Picture: strong blueberry plants in C14 Deko
Blueberries can generally be cultivated through another season quite well. However, it has also been shown that the plant quality is positively affected by partial pruning. In contrast to raspberries and blackberries, blueberries are only cut back to a maximum of half their size, which results in a much bushier plant quality. Here too, (partial) pruning should be carried out as early as possible with the beginning of growth. This early pruning ensures that both growth phases of the blueberries can be fully utilised. As with blackberries, blueberries also have an increased need for nitrogen, especially in the second growth phase from mid/end of July. This must be taken into account in the fertilisation concept.
Picture: well-branched black currant plants in C5
As already mentioned, gooseberries and currants finish their period of growth particularly early. As a result, pruning must also take place very early in order to ensure that a high-quality plant grows again. However, since currants finish their growth before gooseberries and thus have a comparatively short vegetation window, the currants, and especially the white and red varieties, should be pruned back to a maximum of half their size. Blackcurrants and gooseberries can also be cut back even further. However, this also depends on the original plant quality (the better the quality, the less pruning is recommended). The relatively short growth window then has a strong influence on the fertilisation strategy. Especially at the beginning of the vegetative phase there is an increased need for nutrients. Here, suitably adapted fertilisation measures can also lead to the growth phase being extended.
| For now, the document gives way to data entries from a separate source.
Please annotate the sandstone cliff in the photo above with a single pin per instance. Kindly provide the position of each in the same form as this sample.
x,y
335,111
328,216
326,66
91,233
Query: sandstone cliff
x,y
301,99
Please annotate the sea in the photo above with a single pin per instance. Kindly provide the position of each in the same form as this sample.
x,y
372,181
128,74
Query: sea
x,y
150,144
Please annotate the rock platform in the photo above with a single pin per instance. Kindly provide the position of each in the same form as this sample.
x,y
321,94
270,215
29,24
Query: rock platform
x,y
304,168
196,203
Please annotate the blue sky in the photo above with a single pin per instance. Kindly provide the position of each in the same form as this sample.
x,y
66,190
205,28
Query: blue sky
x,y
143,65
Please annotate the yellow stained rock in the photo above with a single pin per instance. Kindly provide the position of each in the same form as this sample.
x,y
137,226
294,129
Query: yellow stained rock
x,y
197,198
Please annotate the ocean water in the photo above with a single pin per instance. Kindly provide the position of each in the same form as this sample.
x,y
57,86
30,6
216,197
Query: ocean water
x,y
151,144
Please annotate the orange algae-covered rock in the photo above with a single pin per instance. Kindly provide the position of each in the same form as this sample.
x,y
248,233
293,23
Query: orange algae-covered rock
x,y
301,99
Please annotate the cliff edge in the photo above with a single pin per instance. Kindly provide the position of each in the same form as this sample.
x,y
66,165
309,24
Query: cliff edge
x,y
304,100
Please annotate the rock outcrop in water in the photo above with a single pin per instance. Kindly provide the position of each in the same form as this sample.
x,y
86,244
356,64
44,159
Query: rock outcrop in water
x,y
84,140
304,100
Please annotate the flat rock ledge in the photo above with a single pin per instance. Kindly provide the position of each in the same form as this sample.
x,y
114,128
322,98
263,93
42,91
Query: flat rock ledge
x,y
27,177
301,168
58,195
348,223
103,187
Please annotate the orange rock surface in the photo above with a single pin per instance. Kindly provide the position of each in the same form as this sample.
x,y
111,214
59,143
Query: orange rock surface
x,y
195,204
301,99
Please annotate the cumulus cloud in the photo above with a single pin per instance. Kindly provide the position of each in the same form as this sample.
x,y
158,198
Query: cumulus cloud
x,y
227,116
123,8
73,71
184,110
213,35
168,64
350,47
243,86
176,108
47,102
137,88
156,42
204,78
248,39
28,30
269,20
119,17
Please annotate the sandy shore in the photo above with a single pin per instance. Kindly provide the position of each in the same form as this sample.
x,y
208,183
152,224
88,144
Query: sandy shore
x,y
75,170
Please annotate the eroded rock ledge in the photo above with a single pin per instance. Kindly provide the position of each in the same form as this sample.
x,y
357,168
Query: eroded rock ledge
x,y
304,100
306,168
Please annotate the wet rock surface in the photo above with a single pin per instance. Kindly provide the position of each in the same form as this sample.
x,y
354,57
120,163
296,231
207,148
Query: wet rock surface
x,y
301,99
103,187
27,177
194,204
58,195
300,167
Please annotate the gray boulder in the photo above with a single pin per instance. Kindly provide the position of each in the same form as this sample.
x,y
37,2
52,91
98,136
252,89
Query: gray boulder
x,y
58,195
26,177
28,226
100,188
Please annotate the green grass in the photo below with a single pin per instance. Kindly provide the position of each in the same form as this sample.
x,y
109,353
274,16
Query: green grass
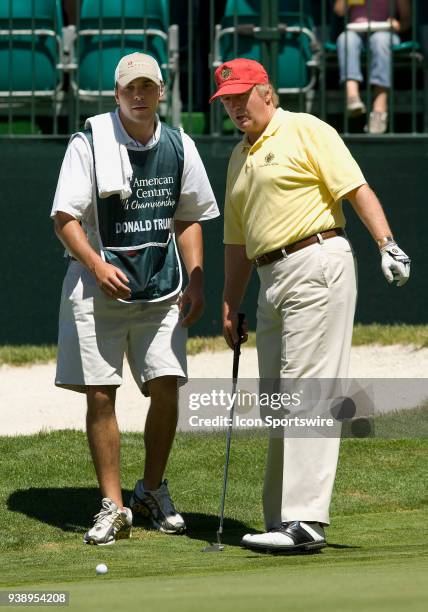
x,y
416,335
377,558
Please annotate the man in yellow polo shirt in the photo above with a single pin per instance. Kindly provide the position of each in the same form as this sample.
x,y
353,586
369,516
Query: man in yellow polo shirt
x,y
283,213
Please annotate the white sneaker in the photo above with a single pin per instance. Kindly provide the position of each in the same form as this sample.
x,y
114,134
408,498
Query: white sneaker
x,y
294,536
110,524
355,106
158,507
378,123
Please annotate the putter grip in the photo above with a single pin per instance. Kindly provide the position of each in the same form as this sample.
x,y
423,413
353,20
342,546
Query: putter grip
x,y
237,347
241,319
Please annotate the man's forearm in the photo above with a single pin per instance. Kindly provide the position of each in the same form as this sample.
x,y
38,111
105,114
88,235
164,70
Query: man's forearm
x,y
237,273
190,243
370,211
72,236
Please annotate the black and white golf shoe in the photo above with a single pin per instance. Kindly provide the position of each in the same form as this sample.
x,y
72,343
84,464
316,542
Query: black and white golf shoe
x,y
158,507
110,525
295,536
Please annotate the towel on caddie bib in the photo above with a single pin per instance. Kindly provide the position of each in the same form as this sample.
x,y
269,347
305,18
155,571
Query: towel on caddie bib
x,y
112,165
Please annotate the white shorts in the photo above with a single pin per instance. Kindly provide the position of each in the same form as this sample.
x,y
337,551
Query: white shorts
x,y
95,332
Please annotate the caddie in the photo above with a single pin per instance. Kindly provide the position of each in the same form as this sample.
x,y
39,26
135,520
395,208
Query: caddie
x,y
283,214
132,193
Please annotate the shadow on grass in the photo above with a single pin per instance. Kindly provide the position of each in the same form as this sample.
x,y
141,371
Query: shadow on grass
x,y
69,508
72,509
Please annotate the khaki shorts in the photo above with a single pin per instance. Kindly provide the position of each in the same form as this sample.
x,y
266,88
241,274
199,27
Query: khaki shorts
x,y
95,332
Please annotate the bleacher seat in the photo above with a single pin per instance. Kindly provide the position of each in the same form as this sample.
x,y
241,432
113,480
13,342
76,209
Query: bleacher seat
x,y
240,35
109,29
30,48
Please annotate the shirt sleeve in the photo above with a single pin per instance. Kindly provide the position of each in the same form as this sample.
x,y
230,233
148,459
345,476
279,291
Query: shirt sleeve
x,y
197,201
74,189
332,160
233,231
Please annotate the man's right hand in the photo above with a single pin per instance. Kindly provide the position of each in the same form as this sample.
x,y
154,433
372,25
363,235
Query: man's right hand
x,y
230,328
111,281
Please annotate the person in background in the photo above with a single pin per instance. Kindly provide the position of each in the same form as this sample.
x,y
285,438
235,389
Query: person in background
x,y
385,31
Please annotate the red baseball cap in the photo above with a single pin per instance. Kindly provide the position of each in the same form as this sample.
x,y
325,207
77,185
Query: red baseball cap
x,y
237,76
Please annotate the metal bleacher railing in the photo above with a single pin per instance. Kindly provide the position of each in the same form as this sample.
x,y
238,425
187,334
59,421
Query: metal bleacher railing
x,y
54,73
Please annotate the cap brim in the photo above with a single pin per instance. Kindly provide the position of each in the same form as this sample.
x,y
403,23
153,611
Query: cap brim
x,y
124,81
232,88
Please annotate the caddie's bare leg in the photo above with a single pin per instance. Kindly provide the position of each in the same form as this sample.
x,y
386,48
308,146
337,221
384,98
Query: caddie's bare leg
x,y
104,440
160,428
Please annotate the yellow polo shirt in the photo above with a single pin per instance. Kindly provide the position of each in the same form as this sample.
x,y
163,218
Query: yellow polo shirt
x,y
288,184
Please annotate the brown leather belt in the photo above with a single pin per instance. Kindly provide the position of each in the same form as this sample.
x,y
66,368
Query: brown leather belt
x,y
263,260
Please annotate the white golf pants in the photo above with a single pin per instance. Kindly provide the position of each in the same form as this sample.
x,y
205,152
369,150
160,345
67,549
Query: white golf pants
x,y
304,330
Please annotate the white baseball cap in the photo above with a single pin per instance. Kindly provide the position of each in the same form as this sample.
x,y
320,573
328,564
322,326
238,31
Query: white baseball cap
x,y
137,65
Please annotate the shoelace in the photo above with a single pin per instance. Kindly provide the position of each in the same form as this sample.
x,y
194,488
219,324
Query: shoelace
x,y
164,500
107,515
282,528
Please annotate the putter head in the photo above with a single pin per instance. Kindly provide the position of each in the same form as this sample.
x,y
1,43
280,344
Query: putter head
x,y
215,547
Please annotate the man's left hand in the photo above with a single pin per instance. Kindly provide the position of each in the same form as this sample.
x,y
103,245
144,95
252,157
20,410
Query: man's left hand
x,y
191,305
395,264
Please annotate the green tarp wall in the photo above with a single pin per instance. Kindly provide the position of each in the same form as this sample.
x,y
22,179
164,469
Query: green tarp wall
x,y
32,266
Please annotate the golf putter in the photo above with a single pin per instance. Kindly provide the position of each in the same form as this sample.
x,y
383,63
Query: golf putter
x,y
218,546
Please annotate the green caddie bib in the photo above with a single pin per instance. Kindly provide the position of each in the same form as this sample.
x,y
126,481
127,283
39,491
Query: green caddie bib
x,y
135,234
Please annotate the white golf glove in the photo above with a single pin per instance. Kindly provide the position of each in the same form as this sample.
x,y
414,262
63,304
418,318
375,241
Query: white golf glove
x,y
395,264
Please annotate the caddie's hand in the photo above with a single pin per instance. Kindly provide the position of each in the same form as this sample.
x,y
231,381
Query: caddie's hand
x,y
395,264
230,328
191,304
112,281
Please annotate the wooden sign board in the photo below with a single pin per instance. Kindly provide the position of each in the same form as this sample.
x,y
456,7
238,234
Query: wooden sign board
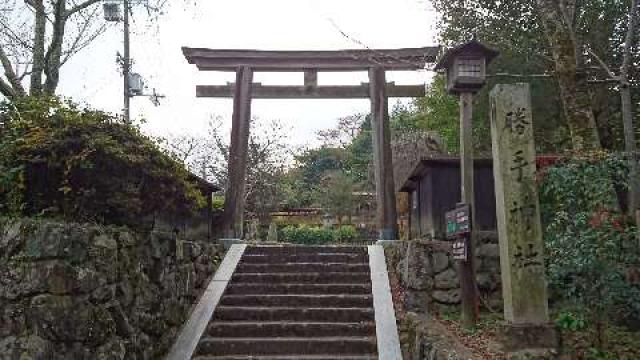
x,y
458,221
459,249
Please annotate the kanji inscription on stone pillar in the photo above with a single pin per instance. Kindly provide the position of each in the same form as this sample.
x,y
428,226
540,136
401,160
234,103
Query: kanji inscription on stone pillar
x,y
518,212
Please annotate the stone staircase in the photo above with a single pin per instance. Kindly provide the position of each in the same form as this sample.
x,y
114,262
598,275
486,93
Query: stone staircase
x,y
295,302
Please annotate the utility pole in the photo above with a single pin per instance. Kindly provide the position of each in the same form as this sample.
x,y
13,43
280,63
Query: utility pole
x,y
126,66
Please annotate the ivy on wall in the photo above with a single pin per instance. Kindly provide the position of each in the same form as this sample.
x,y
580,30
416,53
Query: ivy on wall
x,y
57,159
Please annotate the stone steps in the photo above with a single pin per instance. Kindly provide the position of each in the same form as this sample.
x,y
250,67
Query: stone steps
x,y
341,345
312,277
298,300
351,258
303,267
229,313
222,329
295,302
302,289
288,357
296,250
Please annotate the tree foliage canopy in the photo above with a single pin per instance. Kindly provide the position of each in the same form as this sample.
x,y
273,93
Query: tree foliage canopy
x,y
61,160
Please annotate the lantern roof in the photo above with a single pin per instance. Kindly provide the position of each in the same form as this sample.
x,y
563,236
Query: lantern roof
x,y
472,47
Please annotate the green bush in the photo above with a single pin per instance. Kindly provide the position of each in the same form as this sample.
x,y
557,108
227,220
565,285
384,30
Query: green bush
x,y
59,160
591,245
317,235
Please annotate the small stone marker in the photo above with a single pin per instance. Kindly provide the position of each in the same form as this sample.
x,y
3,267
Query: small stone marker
x,y
518,212
524,285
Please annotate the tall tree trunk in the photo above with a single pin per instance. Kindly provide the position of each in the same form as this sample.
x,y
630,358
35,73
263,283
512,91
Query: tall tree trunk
x,y
39,34
54,53
572,80
627,117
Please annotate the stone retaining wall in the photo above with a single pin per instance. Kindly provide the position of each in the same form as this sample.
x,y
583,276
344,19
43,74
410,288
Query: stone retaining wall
x,y
71,291
428,277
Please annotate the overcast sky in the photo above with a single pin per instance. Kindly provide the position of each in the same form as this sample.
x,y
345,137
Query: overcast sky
x,y
93,77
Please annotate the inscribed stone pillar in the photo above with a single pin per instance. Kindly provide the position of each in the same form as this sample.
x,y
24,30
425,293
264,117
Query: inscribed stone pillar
x,y
382,160
237,166
518,212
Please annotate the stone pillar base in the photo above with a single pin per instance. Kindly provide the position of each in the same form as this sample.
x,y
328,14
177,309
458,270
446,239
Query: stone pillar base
x,y
529,341
386,242
228,242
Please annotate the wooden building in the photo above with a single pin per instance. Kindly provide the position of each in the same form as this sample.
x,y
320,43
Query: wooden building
x,y
434,188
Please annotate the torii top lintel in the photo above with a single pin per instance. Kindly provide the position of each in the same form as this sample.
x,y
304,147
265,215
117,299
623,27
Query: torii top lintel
x,y
336,60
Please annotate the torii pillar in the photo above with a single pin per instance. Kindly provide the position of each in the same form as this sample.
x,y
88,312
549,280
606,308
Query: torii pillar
x,y
234,200
382,156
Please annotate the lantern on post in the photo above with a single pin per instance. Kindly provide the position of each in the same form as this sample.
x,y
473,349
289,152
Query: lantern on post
x,y
112,10
465,67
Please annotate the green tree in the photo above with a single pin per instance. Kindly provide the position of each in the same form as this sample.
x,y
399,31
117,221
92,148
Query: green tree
x,y
336,195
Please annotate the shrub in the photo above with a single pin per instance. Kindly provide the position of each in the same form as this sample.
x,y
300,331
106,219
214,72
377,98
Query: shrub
x,y
591,245
317,235
60,160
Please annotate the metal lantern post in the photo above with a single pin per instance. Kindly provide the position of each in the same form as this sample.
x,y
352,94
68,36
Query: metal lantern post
x,y
465,67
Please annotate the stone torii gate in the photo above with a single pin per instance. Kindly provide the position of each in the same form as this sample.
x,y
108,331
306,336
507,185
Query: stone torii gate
x,y
245,62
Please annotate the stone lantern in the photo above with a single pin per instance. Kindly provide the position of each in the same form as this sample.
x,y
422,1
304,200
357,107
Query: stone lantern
x,y
465,67
112,11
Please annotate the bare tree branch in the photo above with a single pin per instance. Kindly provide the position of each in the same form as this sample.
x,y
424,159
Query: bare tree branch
x,y
633,21
603,65
38,47
54,52
80,7
14,82
6,89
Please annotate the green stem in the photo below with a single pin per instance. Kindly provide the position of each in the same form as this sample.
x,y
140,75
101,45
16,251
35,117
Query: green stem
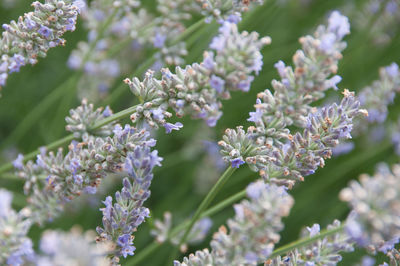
x,y
37,112
207,201
305,241
174,232
123,114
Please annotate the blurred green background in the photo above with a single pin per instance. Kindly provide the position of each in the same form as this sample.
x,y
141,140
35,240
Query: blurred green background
x,y
174,184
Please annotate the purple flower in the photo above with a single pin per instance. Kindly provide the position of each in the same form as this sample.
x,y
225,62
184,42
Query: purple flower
x,y
338,24
78,179
280,66
30,24
343,148
234,18
70,24
108,209
218,43
158,114
217,83
388,245
237,162
327,42
126,243
244,85
254,190
332,82
75,165
392,70
5,202
251,257
169,127
159,40
392,7
90,190
367,261
180,103
80,4
45,31
3,78
208,61
19,162
314,230
257,115
107,111
16,62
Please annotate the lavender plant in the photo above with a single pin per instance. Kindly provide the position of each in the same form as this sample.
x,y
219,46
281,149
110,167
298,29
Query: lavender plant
x,y
291,136
253,231
30,37
374,220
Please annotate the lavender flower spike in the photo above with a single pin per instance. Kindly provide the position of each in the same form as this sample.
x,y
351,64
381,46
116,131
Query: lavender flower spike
x,y
121,219
253,231
15,246
304,152
375,217
198,89
30,37
322,252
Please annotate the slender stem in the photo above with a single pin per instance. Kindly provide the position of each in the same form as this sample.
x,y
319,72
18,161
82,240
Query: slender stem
x,y
45,104
174,232
207,201
119,91
38,111
305,241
In general, it is also possible to repot remaining plants into larger containers (e.g. C5, C7.5 or C10) in order to obtain a large and vigorous solitary plant. Such solitary plants can then possibly open up new sales channels. As a result, this also allows for other sales times when these large plants can be sold with flowers and/or fruits, for example. This is especially useful for smaller container sizes (C2/C3) and/or for special varieties. These include, for example, compact growing varieties or varieties with added values such as particularly striking flowers or an unusual leaf colouration.
Picture: Lowberry® raspberry and Lowberry® blackberry in C14 Deko
Thoughts at the end
Even if the plant sales should not go as planned, whether due to variable weather conditions or extraordinary external circumstances such as those currently prevailing, there may still be ways and means of preventing a loss.
It goes without saying that the paths we point out are not a universal remedy. However, they should serve to show possibilities that even in difficult times things do not have to be hopeless and that something can still be saved. Everyone has to find the right way for his/her business.